このModule 8で、私たちは身近な化学現象の代表である「酸・塩基」の世界を、その定義から応用まで、深く体系的に探求しました。

  1. 拡張される概念: 私たちは、酸・塩基の定義が、アレニウスの「水溶液中のイオン」から、ブレンステッド・ローリーの「プロトンの授受」、そしてルイスの「電子対の授受」へと、より普遍的で本質的なものへと拡張されていく過程を学びました。
  2. 平衡論の応用: 酸・塩基の「強弱」が電離平衡という化学平衡論の言葉で記述されること、そして水溶液中のあらゆる酸・塩基現象が水のイオン積 (Kw​) という普遍的な基準の上で成り立っていることを見ました。pHという尺度は、この世界の共通言語です。
  3. 水溶液中のダイナミクス: 私たちは、中和という基本反応、その生成物である塩が引き起こす加水分解、そしてpHを安定に保つ緩衝液の巧妙な仕組みを、すべて平衡移動の原理から統一的に理解しました。
  4. 化学分析への応用: 最後に、これらの知識が中和滴定という精密な定量分析技術にどのように結実するかを、滴定曲線の解析を通じて学びました。

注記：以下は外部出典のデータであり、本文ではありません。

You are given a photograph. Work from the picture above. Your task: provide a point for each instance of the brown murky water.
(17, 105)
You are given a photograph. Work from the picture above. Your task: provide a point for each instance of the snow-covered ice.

結論として、このモジュールは、Module 7で学んだ化学平衡論が、いかに強力で実践的なツールであるかを実感する壮大な応用編でした。水溶液中で起こるプロトンのやり取りが織りなす複雑な現象も、平衡の原理に立ち返れば、その一つ一つを論理的に解き明かすことができるのです。

さて、酸・塩基反応が「プロトンの移動」を伴う反応であったのに対し、化学にはもう一つ、極めて重要な粒子の移動が主役となる反応分野があります。それは「電子の移動」が引き起こす、酸化還元反応です。

次の Module 9: 電気化学 では、この酸化還元反応が持つエネルギーを、電気エネルギーとして取り出したり(電池)、逆に電気エネルギーを使って強制的に酸化還元反応を起こしたり(電気分解)する分野を探求します。化学エネルギーと電気エネルギーの相互変換という、現代社会を支えるテクノロジーの根幹にある化学の原理へと、私たちの旅は続きます。